“Lef’”—left—is given not only its own proper meaning, but serves for leave, leaving, as “loss” does extra duty for lose, losing, lost.

“She-she talk”—a contemptuous characterization by Gullah bucks of feminine gossip—is suggestive of the whispering frou-frou of silken petticoats.

“En’ t’ing’”—and things—is a verbal grab-bag comprehensive enough to hold every etcetera, animate or inanimate, that one may lay tongue to. A woman’s “chillun en’ t’ing’” may cover her chickens as well as her children; her “husbun’ en’ t’ing’” may include also her gentlemen friends, while reference to King Solomon’s “wife en’ t’ing’” would assuredly have lumped in with his wives every petticoat on the “Proverbial” premises!

The Gullah contraction of defend, is “’fen’,” yet, if that defense be inadequate, he will invariably “refen’” himself. If he anoint, ’tis “’n’int,” yet his pastor is the Lord’s “renointed.”

As the Gullah’s tongue has no trouble with “eart’”—his correctly pronounced contraction of “earth”—he should have no difficulty with dirt or shirt, but these are invariably pronounced “du’t” and “shu’t;” and, although the “uh” sound is so easily uttered, he always “shets” a door, and tries to “shet,” but never shuts, his lady’s mouth.

Among the Negroes on Pon Pon, Stepney—a man’s name—is commonly used as a synonym for hunger, want. He who hoped to keep the wolf away would “haffuh wu’k haa’d fuh keep Stepney frum de do’,” while the fabled ant would admonish La Cigale, the grasshopper, “tek care, gal, you duh sing duh summuhtime, tek care Stepney don’ come een yo’ house ’fo’ wintuhtime!”

There are, of course, many variations, some Negroes using only a few Gullah words, while practically all the house servants spoke without a taint. During the Confederate War, Phyllis, a highly trained young maid who had been taught deportment under Maum Bella, a fine old family servant in Charleston, once “impeached” the language of the five-year old boy under her charge. “Mass——, you shouldn’t say path, you should say parth.” How a broad “a” got loose in Charleston one can’t imagine, unless it came in with the buxom Virginia girls who periodically descended upon “the City” to marry her most eligible young men.

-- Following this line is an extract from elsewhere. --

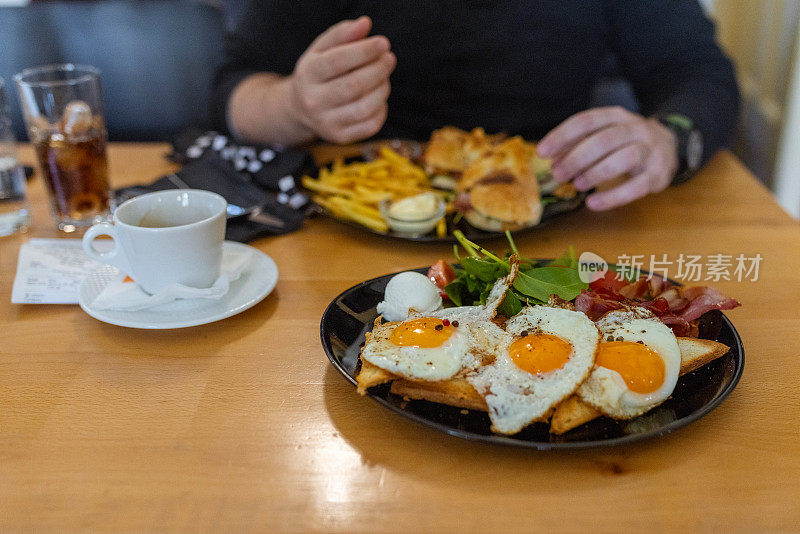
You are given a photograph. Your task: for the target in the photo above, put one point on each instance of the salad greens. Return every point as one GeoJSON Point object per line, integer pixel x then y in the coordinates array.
{"type": "Point", "coordinates": [536, 281]}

The Gullah grabs his prophets, his kings, and his apostles out of the Old and New Testaments, haphazard, and uses them as they come, “to point a moral or adorn a tale”—and he believes in elaborate adornment.

Himself unlettered, he catches the names as they come to his ears from the lips of the whites, or of educated Negroes, and frequently gets his personnel inextricably mixed, the mouth-filling “Nickuhdemus” being quite as frequently turned out to graze, “bite grass,” as the esteemed “Nebuhkuhnezzuh.” The Apostle Paul is most often quoted by the class-leaders and local preachers, but they love to mouth over “Buhrabbus,” while entirely ignorant of the character.

What Old Testament book can it be that the Gullah calls “Rebus?” Perhaps some Bible student will hazard a guess. It may be a far-fetched corruption of Genesis, for, in giving assurance of his having pursued a subject or an investigation from beginning to end, he will often say: “Uh bin t’ru da’ t’ing frum Rebus spang to Rebelashun!”